Osvaldo PuglieseAt an early age, Pugliese had already been exposed to tango. He was born on December 2, 1905 to Aurelia Terragno and Adolfo Pugliese, the latter an amateur tango flautist. Meanwhile, Osvaldo’s two brothers, Vicente and Alberto, were violinists. The young Pugliese was taught to play the violin by his father and this early training allowed him to join the Odeon Conservatory. Here, he was tutored by maestros like Antonio D’Agostino, Rubione Scaramuzza and Pedro Vicente. Pugliese started playing professionally at the age of 15 as a pianist at Cafe de La Chancha.

In 1921, at the age of 16, Pugliese moved to Buenos Aires, where he met the first professional female bandoneonist in Argentina, Francisca Bernardo Cruz also know by her stage name, Paquita Bernardo. He joined her band, the Paquita Orchestra, as their pianist. They made their debut at a bar, Dominguez, and went around performing at other bars and cafes.

Pugliese eventually left the group and in 1924, joined the Enrique Pollet quartet. Around this time, he wrote one of his most famous compositions, ‘Recuerdo,’ which is considered to be the origin of stylised instrumental tango.
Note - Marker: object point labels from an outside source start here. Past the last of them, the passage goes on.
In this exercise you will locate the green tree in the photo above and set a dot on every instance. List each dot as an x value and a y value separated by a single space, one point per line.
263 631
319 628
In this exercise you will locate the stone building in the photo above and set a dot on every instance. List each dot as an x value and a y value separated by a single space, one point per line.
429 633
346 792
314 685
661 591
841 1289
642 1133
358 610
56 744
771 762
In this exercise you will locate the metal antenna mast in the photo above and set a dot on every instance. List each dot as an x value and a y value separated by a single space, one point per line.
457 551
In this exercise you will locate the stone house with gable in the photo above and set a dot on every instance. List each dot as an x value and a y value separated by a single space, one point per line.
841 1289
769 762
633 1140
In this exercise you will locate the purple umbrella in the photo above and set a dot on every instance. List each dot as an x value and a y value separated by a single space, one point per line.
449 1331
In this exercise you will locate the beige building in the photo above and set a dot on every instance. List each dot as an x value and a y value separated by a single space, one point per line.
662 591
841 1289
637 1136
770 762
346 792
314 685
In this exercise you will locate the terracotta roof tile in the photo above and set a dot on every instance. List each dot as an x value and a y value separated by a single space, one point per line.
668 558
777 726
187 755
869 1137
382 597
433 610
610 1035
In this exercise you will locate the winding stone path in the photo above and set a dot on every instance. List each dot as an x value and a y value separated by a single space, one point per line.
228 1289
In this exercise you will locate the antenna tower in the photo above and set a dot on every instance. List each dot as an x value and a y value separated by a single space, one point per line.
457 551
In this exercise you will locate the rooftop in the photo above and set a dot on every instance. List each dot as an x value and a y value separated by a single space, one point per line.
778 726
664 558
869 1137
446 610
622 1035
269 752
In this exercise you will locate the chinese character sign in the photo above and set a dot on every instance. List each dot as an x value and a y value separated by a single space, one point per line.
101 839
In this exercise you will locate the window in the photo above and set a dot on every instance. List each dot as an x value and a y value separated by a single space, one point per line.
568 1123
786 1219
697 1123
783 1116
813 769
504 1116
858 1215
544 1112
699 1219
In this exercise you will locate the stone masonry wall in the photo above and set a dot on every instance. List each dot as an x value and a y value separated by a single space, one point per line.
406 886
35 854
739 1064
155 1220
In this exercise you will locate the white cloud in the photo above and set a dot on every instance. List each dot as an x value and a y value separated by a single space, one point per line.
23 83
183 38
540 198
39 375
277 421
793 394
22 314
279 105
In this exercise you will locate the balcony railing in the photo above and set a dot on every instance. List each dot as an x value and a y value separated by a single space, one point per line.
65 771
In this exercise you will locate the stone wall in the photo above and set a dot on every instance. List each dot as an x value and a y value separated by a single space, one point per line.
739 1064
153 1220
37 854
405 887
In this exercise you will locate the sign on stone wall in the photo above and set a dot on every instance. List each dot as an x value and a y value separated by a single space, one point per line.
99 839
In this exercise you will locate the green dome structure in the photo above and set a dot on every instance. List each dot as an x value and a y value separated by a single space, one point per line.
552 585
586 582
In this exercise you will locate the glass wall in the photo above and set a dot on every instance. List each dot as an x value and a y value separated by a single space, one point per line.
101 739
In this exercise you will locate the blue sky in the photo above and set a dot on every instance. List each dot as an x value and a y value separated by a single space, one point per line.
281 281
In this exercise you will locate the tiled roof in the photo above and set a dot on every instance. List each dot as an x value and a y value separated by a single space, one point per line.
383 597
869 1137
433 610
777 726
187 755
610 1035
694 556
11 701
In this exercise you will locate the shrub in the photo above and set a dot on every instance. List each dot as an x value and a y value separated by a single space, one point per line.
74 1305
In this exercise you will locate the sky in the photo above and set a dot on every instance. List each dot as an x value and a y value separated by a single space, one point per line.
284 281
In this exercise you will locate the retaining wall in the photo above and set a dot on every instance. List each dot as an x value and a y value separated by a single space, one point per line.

The title, which translates to “memory,” is dedicated to Pugliese’s fond memories of his cousins, who would go to La Chancha to hear him play.

He went on to the renowned Pedro Maffia and his Orchestra, which marked the beginning of Osvaldo’s rise to maestro status. The group followed the De Caro school of music characterised by slow and languid phrasing. This would influence Pugliese’s style for the rest of his career.

As the late 1920s and early 1930s rolled on, tango was reaching its peak. During these years, Pugliese was playing at cafes and silent movie houses. He collaborated with musicians like violinist Alfredo Gobbi, bandoneonist Anibal Troilo, Pedro Laurenz, Miguel Calo, and Elvino Vardaro. In 1936, at 31, he fulfilled his dream of directing his own orchestra. He formed a sextet with Alfredo Calabró, Juan Abelardo Fernandez, bandoneonist Marcos Madrigal, Pedro Juan Rolando Curzel, violinist Potenza and Aniceto Rossi on the bass.

In 1939, he put together what’s regarded as one of the best tango orchestras in the world, Orquesta Típica Pugliese. While the lineup of musicians would vary over the years, Pugliese would work with this orchestra for the remainder of his life. The orchestra had a specific style, still following De Caro, with no drums, highly syncopated, bandoneón solos, holding notes slightly longer than expected for dramatic effect (rubato), alternating slow and fast tempos (slargando or slentando). Pugliese coined the term “yumba,” which denotes that the first and third beats should be stressed and the second and fourth beats should be played softly with a bass piano note.

Pugliese made his first recordings in 1943 while traveling the world. Some of his most raved about tangos aside from ‘Recuerdo,’ are La Yumba (1945), Negracha (1948), and Malandraca (1949).

Pugliese was a renowned and committed activist as well. In 1936, he joined the Communist Party of Argentina. This earned him the hostility of those in power and even spent time in jail. While away in prison, he kept on writing arrangements for his tango band. Pugliese was so loved by his musicians that a red carnation would be placed on the piano during his absence.

Pugliese holds multiple distinctions. He is a distinguished citizen of Buenos Aires, a Commandeur de L’Ordre des Arts et Lettres of France, and, was an Honorary Academician of the Academia Nacional del Tango. And, when tension between Pugliese and President Juan Perón’s government was eventually resolved, the great tango musician was awarded The Order of May, Argentina’s highest civilian award.

In July 25, 1995, at the age of 89, Pugliese passed away from a short illness. ‘La Yumba’ was played at his funeral. His legacy continues through his daughter Beba, and granddaughter Carla, both of whom are pianists.